Moneybaggs:
As I have posted before, the following action — converting "principals" common stock to preferred — is, IMO a fraudulent action on the part of management and the Board. #reply-5794964
From the just released 10K:
On November 10, 1998, the Company cancelled the following shares of Common issued to the Principals (and related parties) and exchanged them for preferred voting only shares:
Name Number of Shares Exchanged
Michael A. Sylver 17,169,813 Gary Sylver 1,999,000 Morris Sylver 10,000,000 Darral Sylver 152,000 Phillip Sylver 152,000 Robert S. Qualey 5,222,000 Domingos Loricchio 7,110,000 Domingos Loricchio Jr. 5,500,000 Denise Loricchio 3,000,000 Roc and Sherri Pucci Jt Ten 1,814,300 Allan Sylver 305,000 Benita Sylver 371,000 ----------
Total Shares Exchanged 52,795,113
The aforementioned common shares were cancelled in exchange for preferred voting only shares for the reason that the Principals of the Corporation, as previously arranged in early 1998, wished to decrease the number of outstanding common shares seeing that the principals have no intention of selling any of their shares.
The deduction of these 52,795,113 from the total outstanding shares leaves a total of outstanding common stock at 13,022,502.
The Company has inititated legal action in the federal courts in the seeking the cancellation of another 9,740,000 shares of common stock. #reply-6497855
First point, note that the common share counts still don't add up.
52,795,113 + 13,022,502 65,817,615
On August 21, the TA reported in excess of 69 million outstanding.
exchange2000.com
Notwithstanding, for the company to take such a blatantly fraudulent action (without notification and offer to all common shareholders) evidences a total disregard for the rights of common equity holders.
What was the point of the preferred/common conversion? If insiders had no intention of selling this is window dressing for some other purpose.

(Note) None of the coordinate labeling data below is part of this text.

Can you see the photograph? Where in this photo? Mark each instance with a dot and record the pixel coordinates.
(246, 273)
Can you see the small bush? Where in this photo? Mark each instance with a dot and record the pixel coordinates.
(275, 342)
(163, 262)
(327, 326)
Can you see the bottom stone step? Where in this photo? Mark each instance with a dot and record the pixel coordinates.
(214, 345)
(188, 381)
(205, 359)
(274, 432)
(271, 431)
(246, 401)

We know the company wishes to create a short squeeze, via cancellation of common shares. Anyone with any familiarity with the legal process (or anyone who has read the transcript of the 10/2 hearing) knows that the Federal Court will do nothing to favor either side until the issue is fully-adjudicated, and even if the company was to win, it would still face appeals (defendents probably posting a bond -- not delivering stock).

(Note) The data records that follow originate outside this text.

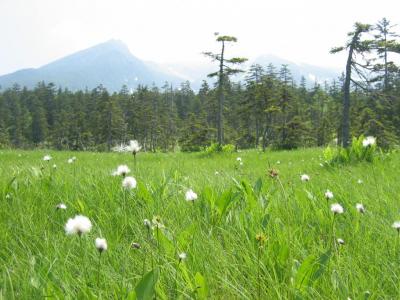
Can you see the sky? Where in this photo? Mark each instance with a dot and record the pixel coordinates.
(36, 32)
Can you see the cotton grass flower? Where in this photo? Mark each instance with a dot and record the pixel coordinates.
(340, 241)
(369, 141)
(182, 256)
(129, 183)
(305, 177)
(133, 147)
(396, 225)
(336, 208)
(328, 195)
(122, 170)
(78, 225)
(190, 195)
(101, 244)
(360, 208)
(61, 206)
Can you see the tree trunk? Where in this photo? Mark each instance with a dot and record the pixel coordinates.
(221, 97)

Two hypotheses as to why the company did the preferred convert:
A.The company could declare Chap 11; re-org, extinguish the common, and come out with the exact same assets with the insiders holding 100% given their preferred position (I don't see how a Federal bankruptcy judge would go along but mgt may think they could pull this off -- they have shown -- up to now -- contempt for the judiciary's intelligence which is noteworthy by its irony.) (This scenario also costs money rather than making money.)
or
B: If they want the cash now, and since it is unlikely that the Company can get any near term satisfactions from the courts, AZNT could, simultaneously, drop the lawsuits and revese the outstanding common:
By doing so it gains the following:
1. It screws those holders of common that the company is currently in dispute with; 2. It momentarily drives up the price; 3. Moments after the split is announced, the company reconverts the preferred to common (after the split); 4. The non-insiders common in the float, as a percentage of the whole, is now signficantly reduced as is their proportion of all selling after the reverse takes effect. Consequently, their now vastly reduced holdings only allow them to capture a pittance of the temporarily inflated price; 5. The insiders have maintained the same number of shares, and can sell far fewer shares into the momentarily inflated price and generate the same profits. 6. After the selling is done, the insiders have profited, they own a larger share of the company (if not almost all -- depending on how outrageously they reverse the common), and the float is smaller than it is today.